# Trying to make a house rock



## StapleCactus (Nov 7, 2007)

Hi, I'm trying to make my house have a sound system for 3 areas. I hope I can explain my situation as best as I can so you can help me decide what I need. 

I'm going to run 2 USB ports from the wall to the sound system so people can bring their flash drives/mp3 players and play their music without having to go upstairs. One USB port in each room except outside. I would also like the system to be able to handle 7.1 surround for the living room, we have a blu-ray player and I'd like to run HDMI for it.

The two inside rooms should have 4 speakers a piece and a subwoofer. The outside deck area will also run 4 speakers and a sub but they will be waterproofed. As said before, the living room would probably have 7.1 but 4 speakers per zone and subs would be the minimum I'm looking for.

I want to be able to control the sound system, which will be placed upstairs, from either the game room or the living room (which is on opposite sides of the house). If I can control it via remote rather that a panel on the wall, that would be better. 
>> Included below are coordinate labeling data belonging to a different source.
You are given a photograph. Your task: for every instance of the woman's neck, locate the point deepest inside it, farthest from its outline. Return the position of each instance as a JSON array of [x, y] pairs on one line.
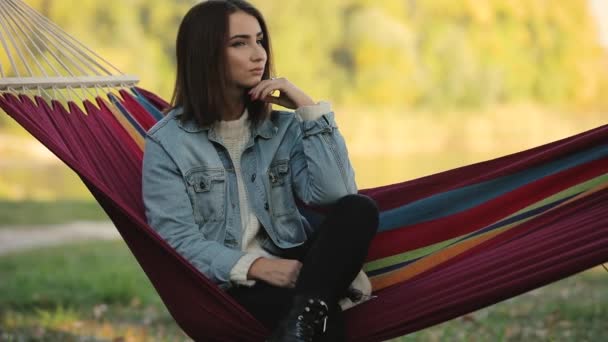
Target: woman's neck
[[236, 106]]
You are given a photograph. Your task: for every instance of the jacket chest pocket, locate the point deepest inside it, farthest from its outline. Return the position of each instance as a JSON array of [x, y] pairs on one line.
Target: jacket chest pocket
[[281, 195], [207, 190]]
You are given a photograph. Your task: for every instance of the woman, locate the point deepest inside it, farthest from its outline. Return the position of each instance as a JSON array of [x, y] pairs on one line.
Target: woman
[[222, 172]]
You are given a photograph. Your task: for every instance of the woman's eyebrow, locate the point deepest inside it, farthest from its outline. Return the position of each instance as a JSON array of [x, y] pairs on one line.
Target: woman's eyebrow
[[246, 36]]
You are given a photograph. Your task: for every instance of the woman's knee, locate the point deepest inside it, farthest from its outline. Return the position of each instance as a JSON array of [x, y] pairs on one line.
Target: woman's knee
[[361, 208]]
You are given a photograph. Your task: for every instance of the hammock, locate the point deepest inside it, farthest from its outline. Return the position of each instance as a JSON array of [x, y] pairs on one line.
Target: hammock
[[448, 244]]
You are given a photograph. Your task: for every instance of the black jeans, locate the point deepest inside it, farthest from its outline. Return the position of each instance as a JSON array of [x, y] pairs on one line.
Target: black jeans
[[331, 260]]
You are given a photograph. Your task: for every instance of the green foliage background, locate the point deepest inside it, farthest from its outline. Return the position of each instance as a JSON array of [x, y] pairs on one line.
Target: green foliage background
[[418, 85], [390, 53]]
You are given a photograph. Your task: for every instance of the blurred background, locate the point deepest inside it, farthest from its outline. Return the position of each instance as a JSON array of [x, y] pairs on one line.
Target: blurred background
[[418, 87]]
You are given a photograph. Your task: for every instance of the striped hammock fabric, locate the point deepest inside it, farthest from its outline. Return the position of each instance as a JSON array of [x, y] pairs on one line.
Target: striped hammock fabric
[[448, 244]]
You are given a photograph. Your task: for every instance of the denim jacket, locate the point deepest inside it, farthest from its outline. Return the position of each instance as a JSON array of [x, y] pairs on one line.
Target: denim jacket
[[190, 186]]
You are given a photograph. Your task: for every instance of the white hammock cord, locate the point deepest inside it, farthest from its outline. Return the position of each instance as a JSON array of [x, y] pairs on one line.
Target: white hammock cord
[[60, 46], [32, 33], [15, 26], [6, 47]]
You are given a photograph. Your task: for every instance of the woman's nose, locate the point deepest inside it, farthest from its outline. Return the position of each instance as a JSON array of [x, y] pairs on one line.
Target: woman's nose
[[259, 54]]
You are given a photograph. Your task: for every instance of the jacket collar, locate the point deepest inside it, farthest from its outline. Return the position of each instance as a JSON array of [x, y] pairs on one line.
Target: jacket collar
[[266, 129]]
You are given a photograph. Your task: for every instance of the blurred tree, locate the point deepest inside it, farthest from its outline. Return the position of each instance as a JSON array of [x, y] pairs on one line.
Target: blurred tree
[[464, 53]]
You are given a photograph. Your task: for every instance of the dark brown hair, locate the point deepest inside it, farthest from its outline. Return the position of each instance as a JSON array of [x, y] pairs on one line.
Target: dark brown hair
[[200, 86]]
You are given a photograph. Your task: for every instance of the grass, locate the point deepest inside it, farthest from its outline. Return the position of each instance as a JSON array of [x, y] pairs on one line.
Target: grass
[[97, 292], [18, 213]]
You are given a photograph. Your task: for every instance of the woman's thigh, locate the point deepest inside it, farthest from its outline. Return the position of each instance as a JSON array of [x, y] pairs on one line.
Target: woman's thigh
[[265, 302]]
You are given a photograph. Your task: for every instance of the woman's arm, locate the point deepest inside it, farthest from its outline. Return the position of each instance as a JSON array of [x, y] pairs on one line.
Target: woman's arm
[[321, 170], [169, 212], [320, 167]]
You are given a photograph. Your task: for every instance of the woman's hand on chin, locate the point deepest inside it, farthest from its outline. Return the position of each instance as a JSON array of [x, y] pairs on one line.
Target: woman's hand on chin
[[276, 272], [290, 96]]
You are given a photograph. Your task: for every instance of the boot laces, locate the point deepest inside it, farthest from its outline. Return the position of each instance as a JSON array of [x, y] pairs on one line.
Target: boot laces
[[312, 319]]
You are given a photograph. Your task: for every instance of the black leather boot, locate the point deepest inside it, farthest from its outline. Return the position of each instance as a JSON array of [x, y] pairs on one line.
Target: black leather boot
[[305, 322]]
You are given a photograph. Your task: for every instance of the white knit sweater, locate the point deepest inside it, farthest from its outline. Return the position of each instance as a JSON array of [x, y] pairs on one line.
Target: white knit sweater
[[235, 134]]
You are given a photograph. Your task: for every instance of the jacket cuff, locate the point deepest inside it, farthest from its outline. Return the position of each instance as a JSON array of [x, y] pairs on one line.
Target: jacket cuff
[[238, 273], [313, 112]]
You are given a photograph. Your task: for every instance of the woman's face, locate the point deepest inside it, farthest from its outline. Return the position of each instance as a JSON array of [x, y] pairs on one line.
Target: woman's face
[[246, 55]]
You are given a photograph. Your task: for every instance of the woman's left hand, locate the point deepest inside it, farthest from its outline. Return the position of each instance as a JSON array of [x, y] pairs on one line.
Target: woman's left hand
[[290, 96]]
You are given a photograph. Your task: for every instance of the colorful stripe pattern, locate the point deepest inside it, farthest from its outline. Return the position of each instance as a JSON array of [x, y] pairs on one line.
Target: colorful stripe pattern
[[448, 243]]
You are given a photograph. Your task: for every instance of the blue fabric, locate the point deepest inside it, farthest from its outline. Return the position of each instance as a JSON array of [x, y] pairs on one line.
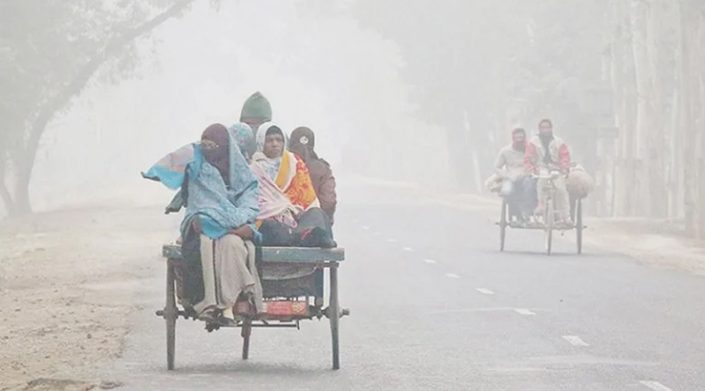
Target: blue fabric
[[245, 138]]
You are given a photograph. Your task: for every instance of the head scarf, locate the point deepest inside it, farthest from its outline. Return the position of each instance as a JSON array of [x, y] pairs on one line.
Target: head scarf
[[302, 143], [219, 157], [245, 138], [256, 107]]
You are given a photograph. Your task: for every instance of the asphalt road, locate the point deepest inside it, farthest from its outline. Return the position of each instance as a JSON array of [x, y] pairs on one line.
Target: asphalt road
[[435, 305]]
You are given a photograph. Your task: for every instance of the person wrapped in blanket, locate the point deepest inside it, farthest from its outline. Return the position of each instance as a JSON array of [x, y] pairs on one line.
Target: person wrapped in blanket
[[290, 213], [218, 231]]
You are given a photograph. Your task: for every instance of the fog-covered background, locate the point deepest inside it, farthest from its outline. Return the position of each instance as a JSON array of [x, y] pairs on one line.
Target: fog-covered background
[[93, 92]]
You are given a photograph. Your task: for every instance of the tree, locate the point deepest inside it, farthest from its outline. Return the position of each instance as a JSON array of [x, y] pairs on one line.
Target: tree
[[49, 51]]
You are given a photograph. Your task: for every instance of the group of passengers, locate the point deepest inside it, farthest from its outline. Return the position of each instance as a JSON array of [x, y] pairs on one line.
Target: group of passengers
[[245, 185]]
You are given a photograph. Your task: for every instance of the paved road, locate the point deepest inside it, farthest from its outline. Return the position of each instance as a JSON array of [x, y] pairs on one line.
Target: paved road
[[436, 306]]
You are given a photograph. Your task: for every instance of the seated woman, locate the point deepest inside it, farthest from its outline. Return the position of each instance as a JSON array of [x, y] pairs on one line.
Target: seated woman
[[302, 143], [290, 214], [221, 195]]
So my questions are, can you recommend any products which will: allow more than one remote or control panel, allow for multiple USB inputs, handle muliple subs and speakers, and be able to play the same music in all the rooms or choose different music per room.


----------



## yustr (Sep 27, 2004)

The system you're envisioning is complex and well beyond most home theater installations. It will also be expensive. I suggest it would be worth while to hire a professional to help design and install it. Even programming the necessary controller is beyond what I'd be comfortable tackling.


----------



## StapleCactus (Nov 7, 2007)

Yes, it is quite a challenge. I just got a response back from harman-Kardon about their products; I'll look into some similar products that are cheaper. But if you think the sound system is confusing, my network setup is just as crazy. Thanks for trying though.


----------